Comment 25 Sean Groarke 2003-04-04 15:47:35 UTC

Hmmmm. OK, let's re-try it:

- machine boots OK with 3.6.4-r1.
- emerge (again!) 3.6.5-r1
- machine fails to boot - Hey, let's just make sure we're talking about the same fault here! What I see on the console (typed in, not screen captured) is:
.
.
.
* Checking root filesystem...
fsck 1.32 (09-Nov-2002)
reiserfs_open_journal: journal parameters from super block does not match to journal parameters from journal.

Either make journal partition available or use --no-journal-available
If you have the standard journal or if your partition is available
and you specified it correctly, you must run rebuild-sb.
* Filesystem couldn't be fixed :(

Give root passwd for maintenance:
.
.
.

- re-emerge 3.6.4-r1
- boots normally (no errors at all)

What else can I tell you about the machine that exhibits the fault?

- gawk = 3.1.1-r2
- baselayout = 1.8.6.4-r1
- devfsd = 1.3.25-r3

Note that the machine itself is not full 1.4_rcX: the make.profile is default-1.0-gcc3.

The relevant part of /etc/fstab is:
	/dev/hda1	/	reiserfs	noatime	0 0


So the fault is there and fully reproducible, but I'm not clear what other info is pertinent... Let me know if I can supply any more info.

Comment 26 Brandon Low (RETIRED) gentoo-dev

2003-04-05 16:00:55 UTC

Please check that partition using both reiserfsprogs-3.6.4 and 3.6.5 from a maintenance console (that is either a liveCD or init 1).  Post the complete output of BOTH checks.  I believe that what you are seeing here is simply pre-existing corruption of your superblock that was not noticed before, because versions prior to 3.6.5 did NO CHECKING AT ALL at boot time.

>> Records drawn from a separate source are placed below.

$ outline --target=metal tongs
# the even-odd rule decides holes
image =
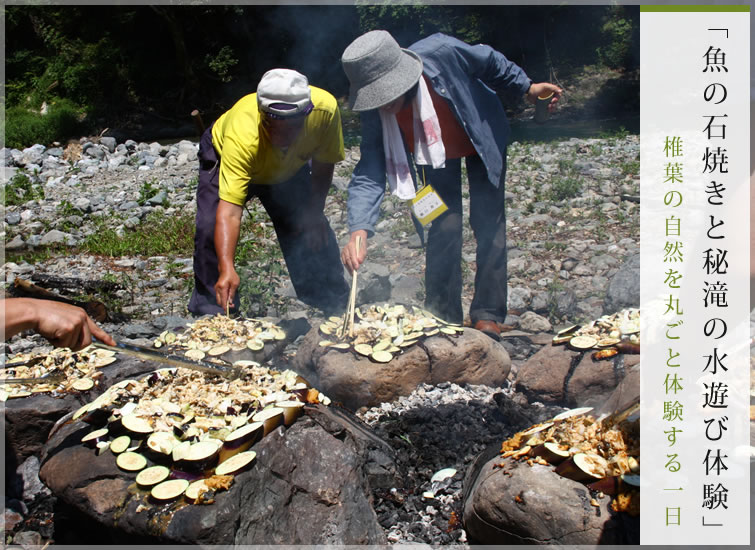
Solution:
[[[26,362],[28,363],[28,361]],[[19,366],[21,363],[12,363],[10,366]],[[36,363],[35,363],[36,364]],[[7,368],[7,365],[6,365]],[[47,374],[38,378],[0,378],[0,385],[2,384],[25,384],[27,386],[34,386],[37,384],[56,384],[66,379],[66,373],[62,371],[48,372]]]
[[[357,254],[362,247],[362,236],[357,235]],[[354,314],[356,313],[356,301],[357,301],[357,270],[355,269],[351,276],[351,293],[349,293],[349,305],[346,309],[346,313],[343,316],[343,324],[341,326],[341,338],[346,336],[348,332],[349,338],[354,337]]]
[[[177,355],[164,355],[152,349],[135,346],[133,344],[119,343],[115,346],[108,346],[102,342],[93,341],[92,345],[99,349],[106,349],[116,353],[125,353],[126,355],[138,357],[139,359],[144,359],[146,361],[157,361],[158,363],[166,363],[174,367],[196,370],[208,374],[216,374],[228,378],[229,380],[236,380],[241,376],[241,369],[234,367],[227,361],[225,361],[225,363],[227,363],[228,366],[220,365],[218,363],[210,363],[208,361],[187,361],[183,357]]]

Comment 27 Sean Groarke 2003-04-06 10:56:06 UTC

Brandon: I just did a check from the liveCD I had handy (which is actually reiserfs 3.6.3, so not 3.6.4 or .5) and the same partition is as clean as a whistle - nothing at all.

I'm going to do a little more digging on the machine in question, as there is clearly something amiss in the 3.6.5 ebuild as it results on at least that machine...

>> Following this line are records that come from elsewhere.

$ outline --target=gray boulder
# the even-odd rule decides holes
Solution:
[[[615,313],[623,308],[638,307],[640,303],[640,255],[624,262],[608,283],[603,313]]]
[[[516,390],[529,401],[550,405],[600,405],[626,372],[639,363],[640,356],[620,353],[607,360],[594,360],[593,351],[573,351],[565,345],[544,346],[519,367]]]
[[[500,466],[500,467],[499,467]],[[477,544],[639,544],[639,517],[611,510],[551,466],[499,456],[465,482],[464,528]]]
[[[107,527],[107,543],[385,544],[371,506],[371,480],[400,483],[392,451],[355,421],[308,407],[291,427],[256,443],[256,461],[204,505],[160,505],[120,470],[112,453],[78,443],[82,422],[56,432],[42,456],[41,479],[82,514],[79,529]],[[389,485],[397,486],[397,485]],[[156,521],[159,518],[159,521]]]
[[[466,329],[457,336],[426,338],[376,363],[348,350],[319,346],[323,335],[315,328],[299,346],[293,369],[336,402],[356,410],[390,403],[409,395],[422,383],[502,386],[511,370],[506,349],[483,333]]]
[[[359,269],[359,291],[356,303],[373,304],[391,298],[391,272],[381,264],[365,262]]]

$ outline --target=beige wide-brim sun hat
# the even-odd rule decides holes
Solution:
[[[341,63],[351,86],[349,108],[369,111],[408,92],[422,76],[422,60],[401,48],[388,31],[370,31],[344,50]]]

Comment 28 David Arias 2003-04-13 20:49:16 UTC

I am having the same problem.

ReiserFS Progs ver. 3.6.5-r1

I just built a new Gentoo system, created all the fs' correctly, /etc/fstab's correct...

On the first boot AFTER installing from one of the latest experimental 1.4_rc4 live CDs [http://cvs.gentoo.org/~livewire/livecd-experimental-rc4-04-10-03.iso], the system bootup fails after fsck.reiserfs exits with "signal 6" on "/dev/sdb3" which is my root file system... Since this is a new install of previously funcitonal drives, I don't think I am having persistent superblock corruption :) 

Just finished emerging 3.6.4-r1, rebooted with it, and had the same problem.

Any ideas, or if you need information from me, please let me know. I'm eager to be up and running. :)

Comment 29 Brandon Low (RETIRED) gentoo-dev

2003-04-17 13:32:20 UTC

Sean: Vitaly from reiserfs had this to say:

There is a new check for journal parameters were added which helps to
recover fs with relocated journal and in a few other cases. These parameters
were not stored correctly in old kernels before relocated journal appeared.
This is nothing to worry about, and you can fix with fsck --rebuild-sb help
- say there to fix parameters in the jouranl by ones from the super block.

I'm closing this bug on that note, if there are still problems, please open a new bug with a new summary and all that jazz, cuz this one is getting hard to follow.